The Arab Organization for Human Rights in Britain has issued several reports on human rights violations in the territory of the Palestinian Authority highlighting the practice of torture in prisons. It is clear that the Palestinian security services have been using torture on a wide and systematic basis for several years using, inter alia, the following techniques: shabh (hanging) of all kinds, beating with cables, pulling out nails, suspension from the ceiling, flogging, kicking, swearing and cursing, electric shocks, sexual harassment and the threat of rape. At least six people have been killed while undergoing torture in Palestinian Authority centres: Shadi Shaheen, Ramallah; Majd Barghouti, Ramallah; Mohammed al-Haj, Jenin; Kamal Abu Taima, Hebron; Haitham Amro, Hebron; Fadi Hamadna, Nablus. Many ex-detainees have permanent disabilities. Mass arrests have taken place on political grounds.
Given the ongoing torture in the prisons of the Palestinian Authority, on a large scale and systematically, the Arab Organization for Human Rights in Britain has documented such crimes for the three years from October 2007 to October 2010. The work was based on several primary sources:
1. Meetings with victims or their relatives to find out what happened to them in custody and written testimonies of the victims explaining what they had been subjected to.

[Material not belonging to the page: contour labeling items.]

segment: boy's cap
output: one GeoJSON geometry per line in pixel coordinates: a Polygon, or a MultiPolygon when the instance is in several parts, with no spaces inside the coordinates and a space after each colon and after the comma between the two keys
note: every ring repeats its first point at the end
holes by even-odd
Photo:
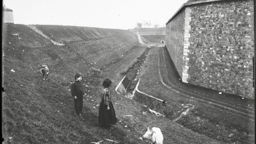
{"type": "Polygon", "coordinates": [[[75,75],[74,75],[74,77],[75,78],[75,80],[77,78],[78,78],[80,76],[82,76],[82,77],[83,77],[82,74],[80,73],[76,73],[75,74],[75,75]]]}

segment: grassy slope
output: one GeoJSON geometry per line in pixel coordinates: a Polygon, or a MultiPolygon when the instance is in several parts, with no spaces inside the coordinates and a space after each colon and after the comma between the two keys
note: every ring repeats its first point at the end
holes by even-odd
{"type": "MultiPolygon", "coordinates": [[[[5,91],[3,93],[3,137],[6,140],[12,137],[11,141],[13,143],[89,143],[106,138],[122,142],[125,139],[122,138],[129,134],[122,128],[99,127],[97,113],[87,107],[84,107],[86,112],[82,117],[75,116],[73,100],[67,88],[74,81],[74,73],[80,71],[85,76],[93,74],[92,66],[100,68],[125,52],[129,50],[127,47],[137,44],[136,36],[125,30],[108,31],[109,35],[121,36],[121,38],[108,37],[106,34],[95,32],[92,34],[97,40],[94,44],[79,47],[76,46],[79,43],[76,42],[84,38],[82,34],[74,32],[66,41],[66,35],[71,31],[56,29],[65,29],[66,27],[36,26],[44,33],[45,30],[45,34],[48,34],[49,31],[58,36],[67,46],[54,45],[24,25],[3,26],[3,86],[5,91]],[[11,34],[16,33],[19,33],[22,39],[11,34]],[[110,40],[112,41],[108,49],[105,49],[105,44],[110,40]],[[83,49],[88,49],[84,51],[83,49]],[[100,53],[108,50],[113,52],[106,52],[108,55],[100,53]],[[98,52],[89,54],[92,51],[98,52]],[[92,63],[96,61],[92,60],[100,61],[99,59],[102,58],[105,60],[101,61],[103,63],[92,63]],[[41,63],[49,68],[48,81],[41,78],[38,65],[41,63]],[[11,71],[12,69],[15,72],[11,71]]],[[[81,28],[73,28],[72,31],[81,31],[81,28]]],[[[90,80],[85,79],[84,83],[90,80]]],[[[126,142],[134,141],[126,140],[126,142]]]]}
{"type": "MultiPolygon", "coordinates": [[[[24,25],[4,26],[4,138],[12,137],[13,143],[89,143],[106,138],[120,143],[147,143],[138,138],[145,128],[155,126],[162,130],[166,142],[218,143],[167,119],[156,116],[142,105],[116,93],[113,102],[118,121],[122,122],[112,128],[100,126],[98,109],[92,108],[97,108],[95,105],[99,103],[97,96],[101,87],[98,85],[106,76],[114,80],[116,85],[122,77],[118,72],[128,72],[127,74],[130,75],[127,68],[131,62],[134,62],[130,58],[139,57],[144,51],[141,46],[134,46],[138,44],[136,36],[124,30],[36,26],[65,45],[54,45],[24,25]],[[11,34],[18,33],[22,39],[11,34]],[[120,59],[123,55],[128,57],[120,59]],[[119,59],[120,65],[114,64],[119,59]],[[130,61],[126,61],[128,60],[130,61]],[[49,67],[48,81],[41,77],[38,65],[41,63],[49,67]],[[104,71],[93,70],[92,67],[104,71]],[[84,112],[80,118],[74,115],[73,102],[68,90],[77,71],[84,74],[83,83],[89,86],[86,87],[88,97],[85,99],[84,112]],[[125,128],[124,125],[128,127],[125,128]]],[[[113,143],[105,140],[102,142],[113,143]]]]}

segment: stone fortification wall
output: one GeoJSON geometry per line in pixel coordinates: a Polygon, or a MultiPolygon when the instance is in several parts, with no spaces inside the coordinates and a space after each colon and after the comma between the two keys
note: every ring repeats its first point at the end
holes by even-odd
{"type": "Polygon", "coordinates": [[[253,1],[205,2],[185,4],[166,24],[178,72],[183,82],[253,99],[253,1]],[[174,29],[183,21],[182,38],[174,29]]]}
{"type": "Polygon", "coordinates": [[[165,44],[180,77],[183,71],[183,47],[184,41],[185,9],[166,25],[165,44]]]}

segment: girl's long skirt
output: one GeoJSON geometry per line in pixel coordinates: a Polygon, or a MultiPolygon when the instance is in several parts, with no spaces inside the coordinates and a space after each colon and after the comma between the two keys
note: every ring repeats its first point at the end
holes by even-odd
{"type": "Polygon", "coordinates": [[[111,100],[109,104],[110,109],[107,109],[107,105],[104,104],[104,102],[100,102],[100,110],[99,111],[99,124],[114,124],[116,123],[116,118],[114,107],[111,100]]]}

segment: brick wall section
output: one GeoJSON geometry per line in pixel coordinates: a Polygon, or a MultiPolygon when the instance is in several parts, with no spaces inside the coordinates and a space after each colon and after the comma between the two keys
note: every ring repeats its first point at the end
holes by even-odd
{"type": "Polygon", "coordinates": [[[182,81],[184,83],[188,83],[188,71],[189,66],[188,63],[189,61],[189,58],[188,57],[189,50],[188,47],[190,46],[189,38],[190,38],[189,31],[191,29],[190,22],[191,17],[190,14],[191,9],[189,7],[186,8],[185,10],[185,25],[184,30],[184,43],[183,47],[183,69],[182,73],[182,81]]]}
{"type": "Polygon", "coordinates": [[[165,44],[180,77],[183,70],[183,48],[185,11],[180,13],[166,24],[165,44]]]}
{"type": "MultiPolygon", "coordinates": [[[[191,9],[188,83],[253,99],[253,0],[226,0],[186,6],[191,9]]],[[[177,15],[167,24],[167,32],[169,23],[168,32],[173,31],[173,23],[179,21],[175,18],[183,17],[182,12],[177,15]]],[[[166,44],[166,46],[180,75],[180,66],[177,66],[181,64],[178,61],[180,59],[173,54],[183,56],[184,53],[171,54],[184,47],[175,44],[180,41],[172,38],[174,34],[168,35],[172,36],[168,38],[172,44],[166,44]]]]}

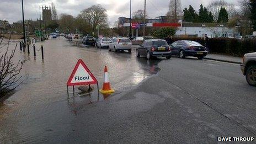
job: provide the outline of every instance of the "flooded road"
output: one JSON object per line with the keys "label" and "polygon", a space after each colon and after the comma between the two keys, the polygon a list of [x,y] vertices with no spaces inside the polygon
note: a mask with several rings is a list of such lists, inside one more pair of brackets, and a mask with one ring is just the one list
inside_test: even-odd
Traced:
{"label": "flooded road", "polygon": [[[12,41],[10,46],[14,46]],[[9,99],[0,103],[0,142],[33,143],[51,141],[66,132],[72,131],[72,122],[79,113],[99,103],[106,103],[115,94],[128,91],[159,71],[161,59],[147,61],[132,54],[115,53],[84,45],[76,46],[63,38],[36,44],[44,45],[34,57],[17,48],[15,59],[25,60],[22,75],[24,82]],[[89,94],[76,89],[75,97],[67,99],[66,82],[78,59],[82,59],[102,87],[104,67],[108,68],[111,87],[116,93],[98,95],[97,87]],[[165,59],[163,59],[165,60]],[[70,93],[72,97],[72,88]],[[2,143],[1,142],[1,143]]]}

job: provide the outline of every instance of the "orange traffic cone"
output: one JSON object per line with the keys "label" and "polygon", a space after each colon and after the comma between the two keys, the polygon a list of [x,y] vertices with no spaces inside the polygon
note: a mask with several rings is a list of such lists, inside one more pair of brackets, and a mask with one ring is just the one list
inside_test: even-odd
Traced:
{"label": "orange traffic cone", "polygon": [[102,89],[99,90],[99,92],[102,94],[109,94],[115,92],[115,90],[114,90],[114,89],[111,89],[110,87],[110,83],[109,83],[109,77],[108,76],[108,68],[106,68],[106,66],[105,66],[104,68],[103,81],[103,87]]}

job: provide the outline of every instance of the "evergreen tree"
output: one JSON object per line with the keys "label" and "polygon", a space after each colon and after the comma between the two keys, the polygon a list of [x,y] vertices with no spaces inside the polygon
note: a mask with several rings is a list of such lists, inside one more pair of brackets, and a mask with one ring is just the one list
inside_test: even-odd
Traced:
{"label": "evergreen tree", "polygon": [[184,21],[185,22],[193,22],[194,21],[193,17],[192,16],[191,14],[188,10],[186,8],[185,8],[183,10],[183,12],[184,12],[183,19]]}
{"label": "evergreen tree", "polygon": [[253,28],[256,30],[256,1],[250,1],[250,12],[252,13],[250,19],[252,20]]}
{"label": "evergreen tree", "polygon": [[198,14],[196,13],[195,10],[191,5],[189,5],[188,9],[185,8],[183,10],[183,19],[185,21],[193,22],[194,23],[198,22]]}
{"label": "evergreen tree", "polygon": [[225,8],[221,7],[217,23],[226,23],[228,22],[228,15],[227,12]]}

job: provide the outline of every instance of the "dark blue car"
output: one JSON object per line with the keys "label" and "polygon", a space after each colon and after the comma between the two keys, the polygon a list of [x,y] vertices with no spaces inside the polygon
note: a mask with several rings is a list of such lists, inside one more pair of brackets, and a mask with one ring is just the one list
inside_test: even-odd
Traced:
{"label": "dark blue car", "polygon": [[173,55],[180,58],[194,56],[202,59],[208,54],[208,49],[199,42],[189,40],[178,40],[170,45]]}

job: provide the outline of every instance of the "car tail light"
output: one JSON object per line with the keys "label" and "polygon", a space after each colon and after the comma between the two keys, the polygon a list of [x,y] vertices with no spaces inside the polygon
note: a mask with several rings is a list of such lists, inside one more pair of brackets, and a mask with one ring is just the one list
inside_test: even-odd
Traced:
{"label": "car tail light", "polygon": [[189,46],[189,49],[190,50],[194,50],[195,49],[195,47],[194,46]]}
{"label": "car tail light", "polygon": [[170,50],[170,47],[169,46],[168,46],[168,51],[170,51],[170,50]]}

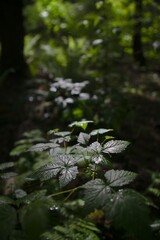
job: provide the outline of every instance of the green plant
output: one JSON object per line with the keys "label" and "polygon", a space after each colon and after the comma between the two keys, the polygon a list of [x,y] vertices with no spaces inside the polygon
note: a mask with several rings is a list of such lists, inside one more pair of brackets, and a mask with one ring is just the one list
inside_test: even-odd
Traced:
{"label": "green plant", "polygon": [[112,228],[122,230],[123,238],[151,239],[147,200],[126,188],[137,174],[112,169],[112,154],[121,153],[129,142],[108,135],[112,129],[86,133],[91,122],[74,122],[71,131],[51,130],[49,142],[30,147],[30,152],[47,151],[50,161],[27,178],[30,184],[38,182],[40,189],[30,193],[16,189],[10,198],[0,198],[4,240],[18,239],[17,234],[27,240],[101,239],[100,227],[89,217],[96,209],[103,213],[105,231],[113,237]]}

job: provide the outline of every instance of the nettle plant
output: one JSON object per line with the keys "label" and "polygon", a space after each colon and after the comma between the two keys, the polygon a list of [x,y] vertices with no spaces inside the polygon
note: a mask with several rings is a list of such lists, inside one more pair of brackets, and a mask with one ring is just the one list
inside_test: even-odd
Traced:
{"label": "nettle plant", "polygon": [[[48,142],[30,147],[29,151],[48,151],[50,156],[47,164],[27,178],[31,182],[40,181],[40,189],[31,193],[16,189],[12,200],[0,198],[0,213],[7,208],[3,215],[13,213],[8,216],[12,220],[10,227],[15,233],[17,224],[21,226],[26,237],[21,239],[98,240],[102,236],[104,239],[110,229],[121,232],[123,237],[119,239],[151,239],[147,201],[126,187],[137,174],[112,169],[112,154],[124,151],[129,142],[108,135],[112,129],[86,133],[90,122],[74,122],[69,125],[71,131],[51,130]],[[52,184],[47,187],[49,181]],[[89,221],[95,216],[103,216],[105,233]],[[4,225],[1,218],[2,215],[0,225]],[[48,224],[50,218],[52,224]]]}

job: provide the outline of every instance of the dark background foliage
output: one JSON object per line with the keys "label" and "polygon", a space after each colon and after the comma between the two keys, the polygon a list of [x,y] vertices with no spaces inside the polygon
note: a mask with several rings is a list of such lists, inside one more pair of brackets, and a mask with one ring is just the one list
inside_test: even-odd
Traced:
{"label": "dark background foliage", "polygon": [[25,132],[93,120],[131,142],[115,166],[159,206],[159,24],[156,0],[2,0],[1,162]]}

2. Distributing a questionnaire, in secret, to detainees in prisons.
3. The analysis of data and figures about detention and torture during the period mentioned.
Video testimonies of victims or their relatives.
We have taken these steps discreetly, away from the eyes of the security services. Where requested, some of the victims or witnesses have been promised anonymity so that they will not face further persecution.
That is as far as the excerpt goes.